Em ambos os casos, mantem-se o distanciamento necessário para o estabelecimento de
um lugar comum, sem a presença de outrem que traga o peso da estrutura de mundos
prévios. Presença indiscernível que mantem o distanciamento de um estranho cúmplice.
Quaisquer presenças ali, não seriam mais as senhas para uma realidade perdida como
possibilidade, uma vez que o outrem já está ausente, mas abririam as brechas por onde
podem irromper o impossível daquilo que ainda não se atualizou, ainda não se constituiu
em qualidades ou partes e que coloca os indivíduos em uma relação intensiva a partir de
mundos inumanos, mudos e esvaziados de sentido, em contato direto com as coisas, sem
a presença de sujeitos ou objetos. Tudo se passa como uma deriva de corpos liberados
de seus limites e desviados quanto aos seus fins, apenas conectados “com os elementos
tornados celestiais, solares ou aéreos” (SIVA; KASPER, 2014, p. 724). É a partir daí que
se pergunta sobre a possibilidade de um lugar onde o outrem não faça sombra, não
perturbe com suas solicitações e com o peso de suas crenças que carregam o peso da re-
produção de um mundo que reivindica seu sentido. A experiência de Cévennes lança luz
sobre um espaço que se torna comum, a partir da ausência de reivindicações de um ponto
de vista ou de uma finalidade. Ela libera os indivíduos para o seu agir, sem intenção,
objetivo, mas como puro afeto. Nesse lugar, qualquer expressão faz brotar intensidades,
frequências que não se desdobram em informação, mas que só podem ser experimentadas
a partir do silenciamento de qualquer sentido prévio. Frequências que deixam rastros que
revelam um modo de existir singular, rastros que só podem ser traçados e lidos a partir
de um mapa, através do qual se demarcam territórios existenciais.
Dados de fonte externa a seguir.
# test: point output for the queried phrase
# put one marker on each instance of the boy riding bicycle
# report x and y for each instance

Assim, está lançado
um convite para discutirmos modos de individuação singulares, a partir de nossa

136
experiência com indivíduos que se encontrem em um isolamento, ao redor dos quais
foram erguidas paredes das quais não conseguem se livrar. Assim como Bartleby no conto
de Melville. Indivíduos que “prefeririam não” fazer, por um puro esgotamento de
possibilidades. Ajudar tais indivíduos a “operar uma brecha nas paredes” e deixar circular
um pouco de ar que passa do caos impetuoso cuidando para que “dessa brecha não
devenha colapso”. Achar a dimensão do humano que se afasta das convenções
estabelecidas em torno da sua adaptação ao meio e faça dessa adaptação não uma
adequação aos padrões majoritários, mas um modo próprio de vida a partir das
singularidades expressas por seus corpos particulares. Encontrar brechas nos padrões
majoritários que possibilitem que vida explore todas as suas potencialidades, para além
de qualquer forma dominante, mas que considere modos próprios de articulação do corpo.
Para isso é necessário estabelecer tentativas que criem um espaço comum para o encontro
de corpos que aumente a potência de agir dos indivíduos em seus modos de vida
singulares a produzir o máximo de afectos alegres.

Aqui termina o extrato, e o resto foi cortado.